Um jovem se lança nos braços da solidão, isolando-se por determinado tempo para que possa ter uma experiência única, almejando extrair algum sentido em meio a um turbilhão de pensamentos que afligem o ser humano. Cabo Polônio é o destino escolhido, cujo ambiente, paradoxalmente, ao mesmo tempo e em certa medida, inóspito e receptivo, acarreta em momentos reflexivos, proveitosos e tormentosos, que acabam por satisfazer, pelo menos em algum nível, a pretensão do viajante.

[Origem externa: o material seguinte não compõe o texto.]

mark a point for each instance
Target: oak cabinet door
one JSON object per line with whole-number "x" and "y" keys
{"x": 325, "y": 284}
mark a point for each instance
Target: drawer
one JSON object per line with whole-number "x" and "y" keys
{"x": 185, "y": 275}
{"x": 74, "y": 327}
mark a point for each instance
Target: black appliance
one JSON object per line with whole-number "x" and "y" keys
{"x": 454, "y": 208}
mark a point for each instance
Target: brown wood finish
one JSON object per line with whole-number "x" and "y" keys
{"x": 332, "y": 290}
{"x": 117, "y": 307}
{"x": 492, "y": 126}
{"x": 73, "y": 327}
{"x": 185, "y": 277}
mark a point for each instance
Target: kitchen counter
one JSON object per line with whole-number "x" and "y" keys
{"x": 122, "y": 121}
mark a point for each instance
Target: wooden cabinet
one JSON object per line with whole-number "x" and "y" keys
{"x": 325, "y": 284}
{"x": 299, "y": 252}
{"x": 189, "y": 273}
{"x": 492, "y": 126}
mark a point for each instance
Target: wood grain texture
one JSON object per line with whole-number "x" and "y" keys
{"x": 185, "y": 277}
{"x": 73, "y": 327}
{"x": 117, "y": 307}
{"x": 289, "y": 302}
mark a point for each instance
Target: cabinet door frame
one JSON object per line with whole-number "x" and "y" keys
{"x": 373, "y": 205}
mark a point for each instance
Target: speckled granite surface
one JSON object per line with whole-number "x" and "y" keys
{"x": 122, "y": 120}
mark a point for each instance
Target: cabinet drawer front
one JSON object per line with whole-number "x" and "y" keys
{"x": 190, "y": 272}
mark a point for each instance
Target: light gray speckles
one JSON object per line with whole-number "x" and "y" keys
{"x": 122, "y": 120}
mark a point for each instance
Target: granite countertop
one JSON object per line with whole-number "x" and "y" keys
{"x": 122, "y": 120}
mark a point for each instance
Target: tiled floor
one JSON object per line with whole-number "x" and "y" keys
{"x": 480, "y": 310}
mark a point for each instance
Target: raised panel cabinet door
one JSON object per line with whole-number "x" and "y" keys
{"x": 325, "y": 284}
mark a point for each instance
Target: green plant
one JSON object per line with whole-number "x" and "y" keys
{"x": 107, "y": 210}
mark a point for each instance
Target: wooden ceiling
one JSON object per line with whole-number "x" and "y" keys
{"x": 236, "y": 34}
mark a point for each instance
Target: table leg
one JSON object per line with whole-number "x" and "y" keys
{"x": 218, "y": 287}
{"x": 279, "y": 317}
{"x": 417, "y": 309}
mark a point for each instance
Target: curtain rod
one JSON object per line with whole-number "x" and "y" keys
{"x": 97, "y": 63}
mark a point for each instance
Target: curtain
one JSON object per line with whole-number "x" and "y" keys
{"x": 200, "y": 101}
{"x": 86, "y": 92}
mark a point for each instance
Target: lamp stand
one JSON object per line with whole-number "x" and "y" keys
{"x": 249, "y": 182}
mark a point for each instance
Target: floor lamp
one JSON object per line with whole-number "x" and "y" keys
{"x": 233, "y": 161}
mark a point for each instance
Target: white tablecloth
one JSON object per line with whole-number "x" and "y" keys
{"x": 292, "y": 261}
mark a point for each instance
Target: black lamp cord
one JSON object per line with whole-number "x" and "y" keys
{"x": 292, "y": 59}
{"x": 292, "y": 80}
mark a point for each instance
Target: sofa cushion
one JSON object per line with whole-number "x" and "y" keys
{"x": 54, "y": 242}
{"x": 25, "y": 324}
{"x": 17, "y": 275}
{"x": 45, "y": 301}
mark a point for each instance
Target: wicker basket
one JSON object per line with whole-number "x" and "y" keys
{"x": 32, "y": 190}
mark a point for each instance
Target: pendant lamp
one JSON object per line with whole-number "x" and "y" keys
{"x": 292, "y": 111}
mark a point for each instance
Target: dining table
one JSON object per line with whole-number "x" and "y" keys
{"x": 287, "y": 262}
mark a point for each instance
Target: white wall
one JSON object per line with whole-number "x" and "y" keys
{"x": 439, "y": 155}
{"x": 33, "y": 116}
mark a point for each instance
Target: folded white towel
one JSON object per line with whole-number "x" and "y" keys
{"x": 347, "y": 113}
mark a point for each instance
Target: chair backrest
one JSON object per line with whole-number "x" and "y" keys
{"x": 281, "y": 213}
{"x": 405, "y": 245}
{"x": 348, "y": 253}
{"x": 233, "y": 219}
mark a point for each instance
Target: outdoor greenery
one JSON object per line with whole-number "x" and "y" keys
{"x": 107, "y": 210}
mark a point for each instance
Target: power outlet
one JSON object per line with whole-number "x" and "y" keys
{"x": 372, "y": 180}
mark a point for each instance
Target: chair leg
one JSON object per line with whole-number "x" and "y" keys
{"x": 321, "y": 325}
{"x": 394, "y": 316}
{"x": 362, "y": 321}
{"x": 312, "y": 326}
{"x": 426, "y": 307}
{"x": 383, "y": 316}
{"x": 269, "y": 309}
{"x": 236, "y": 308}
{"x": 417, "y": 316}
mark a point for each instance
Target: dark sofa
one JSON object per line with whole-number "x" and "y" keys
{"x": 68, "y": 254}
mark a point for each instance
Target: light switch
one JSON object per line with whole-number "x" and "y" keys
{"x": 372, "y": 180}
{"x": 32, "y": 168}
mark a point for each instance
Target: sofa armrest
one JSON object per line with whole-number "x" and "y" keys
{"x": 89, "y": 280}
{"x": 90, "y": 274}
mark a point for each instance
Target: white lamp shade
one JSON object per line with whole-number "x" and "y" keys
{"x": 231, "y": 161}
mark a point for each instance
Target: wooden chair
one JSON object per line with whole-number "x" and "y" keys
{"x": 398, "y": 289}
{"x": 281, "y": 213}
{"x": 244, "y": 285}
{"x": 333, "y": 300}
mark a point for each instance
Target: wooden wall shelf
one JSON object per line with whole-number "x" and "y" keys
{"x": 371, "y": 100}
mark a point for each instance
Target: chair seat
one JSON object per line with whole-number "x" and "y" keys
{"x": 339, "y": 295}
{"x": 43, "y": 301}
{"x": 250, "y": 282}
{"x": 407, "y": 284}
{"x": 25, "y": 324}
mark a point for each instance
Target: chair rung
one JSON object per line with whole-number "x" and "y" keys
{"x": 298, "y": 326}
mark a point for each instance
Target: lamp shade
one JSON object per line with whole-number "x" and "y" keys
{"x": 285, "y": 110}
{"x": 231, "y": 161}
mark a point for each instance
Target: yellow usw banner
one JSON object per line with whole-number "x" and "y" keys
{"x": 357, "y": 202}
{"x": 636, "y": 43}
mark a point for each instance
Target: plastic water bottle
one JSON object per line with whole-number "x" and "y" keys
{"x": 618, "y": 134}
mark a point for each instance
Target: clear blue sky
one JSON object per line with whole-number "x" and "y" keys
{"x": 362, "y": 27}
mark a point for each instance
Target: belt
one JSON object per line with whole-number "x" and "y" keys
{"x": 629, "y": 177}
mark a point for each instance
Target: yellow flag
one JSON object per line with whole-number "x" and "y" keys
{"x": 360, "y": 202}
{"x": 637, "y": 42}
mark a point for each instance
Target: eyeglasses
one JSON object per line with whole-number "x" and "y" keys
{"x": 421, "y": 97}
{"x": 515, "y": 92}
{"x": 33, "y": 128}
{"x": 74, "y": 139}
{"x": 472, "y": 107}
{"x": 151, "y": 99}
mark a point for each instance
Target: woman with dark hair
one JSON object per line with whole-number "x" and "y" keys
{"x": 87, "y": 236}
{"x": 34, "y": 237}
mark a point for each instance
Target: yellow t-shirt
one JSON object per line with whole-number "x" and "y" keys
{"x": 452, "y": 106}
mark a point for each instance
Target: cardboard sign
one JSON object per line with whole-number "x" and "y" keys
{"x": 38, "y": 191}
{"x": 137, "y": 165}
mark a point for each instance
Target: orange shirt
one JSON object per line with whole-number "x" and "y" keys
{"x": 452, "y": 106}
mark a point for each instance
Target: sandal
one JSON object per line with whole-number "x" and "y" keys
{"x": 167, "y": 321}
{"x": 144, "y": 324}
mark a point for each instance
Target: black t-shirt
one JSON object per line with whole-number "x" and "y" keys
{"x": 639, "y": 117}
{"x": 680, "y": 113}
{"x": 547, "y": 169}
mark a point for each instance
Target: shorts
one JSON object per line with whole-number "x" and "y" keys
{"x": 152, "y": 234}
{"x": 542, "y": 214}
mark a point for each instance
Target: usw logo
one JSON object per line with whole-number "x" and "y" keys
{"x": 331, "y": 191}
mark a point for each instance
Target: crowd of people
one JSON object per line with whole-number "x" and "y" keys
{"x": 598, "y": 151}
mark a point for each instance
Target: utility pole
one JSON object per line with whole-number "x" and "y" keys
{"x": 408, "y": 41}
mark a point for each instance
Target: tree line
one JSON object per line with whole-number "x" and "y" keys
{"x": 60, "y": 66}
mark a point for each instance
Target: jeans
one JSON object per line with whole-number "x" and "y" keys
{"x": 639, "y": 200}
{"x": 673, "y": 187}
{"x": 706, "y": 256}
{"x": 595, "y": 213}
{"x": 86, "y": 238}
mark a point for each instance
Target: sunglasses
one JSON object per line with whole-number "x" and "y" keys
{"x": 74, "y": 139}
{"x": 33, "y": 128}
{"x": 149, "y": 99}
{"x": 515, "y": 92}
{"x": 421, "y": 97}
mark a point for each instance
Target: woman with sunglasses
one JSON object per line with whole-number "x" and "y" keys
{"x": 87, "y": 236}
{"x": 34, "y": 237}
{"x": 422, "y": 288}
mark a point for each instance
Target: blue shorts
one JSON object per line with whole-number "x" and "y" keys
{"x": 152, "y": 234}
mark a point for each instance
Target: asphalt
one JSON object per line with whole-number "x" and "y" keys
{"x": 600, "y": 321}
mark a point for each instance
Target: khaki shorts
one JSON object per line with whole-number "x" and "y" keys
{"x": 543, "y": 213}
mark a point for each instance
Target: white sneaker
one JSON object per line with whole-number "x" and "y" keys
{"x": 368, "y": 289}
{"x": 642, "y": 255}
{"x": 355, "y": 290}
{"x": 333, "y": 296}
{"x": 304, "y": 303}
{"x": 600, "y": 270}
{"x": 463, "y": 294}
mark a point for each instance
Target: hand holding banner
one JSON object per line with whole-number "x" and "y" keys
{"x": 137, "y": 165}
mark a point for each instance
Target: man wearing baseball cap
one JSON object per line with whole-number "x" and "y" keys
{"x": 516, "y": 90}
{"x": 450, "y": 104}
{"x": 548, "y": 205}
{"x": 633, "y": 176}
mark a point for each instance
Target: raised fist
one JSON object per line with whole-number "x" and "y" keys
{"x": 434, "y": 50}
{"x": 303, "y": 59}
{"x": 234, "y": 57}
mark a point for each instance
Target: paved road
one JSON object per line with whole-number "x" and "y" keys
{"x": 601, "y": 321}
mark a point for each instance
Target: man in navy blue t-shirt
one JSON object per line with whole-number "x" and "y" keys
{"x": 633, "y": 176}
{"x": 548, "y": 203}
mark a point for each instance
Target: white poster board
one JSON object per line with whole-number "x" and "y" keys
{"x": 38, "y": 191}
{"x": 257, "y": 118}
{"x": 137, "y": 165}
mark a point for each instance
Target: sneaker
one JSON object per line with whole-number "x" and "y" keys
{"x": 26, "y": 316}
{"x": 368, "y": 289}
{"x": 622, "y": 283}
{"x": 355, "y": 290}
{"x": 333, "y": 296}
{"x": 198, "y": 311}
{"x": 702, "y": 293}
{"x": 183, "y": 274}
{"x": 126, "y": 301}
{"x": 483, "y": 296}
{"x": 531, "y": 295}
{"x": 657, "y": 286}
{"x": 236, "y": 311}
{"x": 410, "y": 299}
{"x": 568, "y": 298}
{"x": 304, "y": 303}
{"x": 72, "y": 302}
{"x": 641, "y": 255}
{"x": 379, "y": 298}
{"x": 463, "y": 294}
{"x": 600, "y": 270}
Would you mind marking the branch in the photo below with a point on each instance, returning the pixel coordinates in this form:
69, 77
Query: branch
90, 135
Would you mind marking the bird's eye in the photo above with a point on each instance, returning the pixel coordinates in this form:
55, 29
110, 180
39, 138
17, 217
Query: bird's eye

São os relatos dessa viagem, dessa experiência, desse período, desses momentos, que constam escritas estilisticamente nas páginas do livro, numa espécie de compartilhamento literário de inquietações entre o narrador-protagonista e o leitor.
Em busca de horizontes frescos e de novos sentidos para um coração cansado, o viajante protagonista da obra relata os trajetos de sua viagem, narrando os percalços, as alegrias e as inquietudes que preencheram todo aquele período de sua experiência. O destino é o Cabo Polônio, no Uruguai. O narrador chega inicialmente na cidade grande, onde, instalando-se num hostel, conhece pessoas no curtíssimo período que por ali fica. Dentre as novas amizades, em meio a cafés, vinhos e cervejas, Clara, Idzi e Estrella formam aquelas que recebem um carinho ainda mais especial nas interações que ali surgem. Antes de partir, é feito o convite para que as mulheres visitem o viajante em sua residência temporária afastada de tudo e de todos. Há a promessa de que a visita ocorrerá, o que enaltece o espírito romântico do viajante, pois uma paixão por Estrella ali surgira. E é assim que o protagonista parte para aquele lugar longínquo que o aguarda, ansiando ao mesmo tempo pela solidão pretendida e pela dissipação dessa com o preenchimento daquele espaço vazio pela presença daquelas figuras femininas que conheceu. Estrella principalmente.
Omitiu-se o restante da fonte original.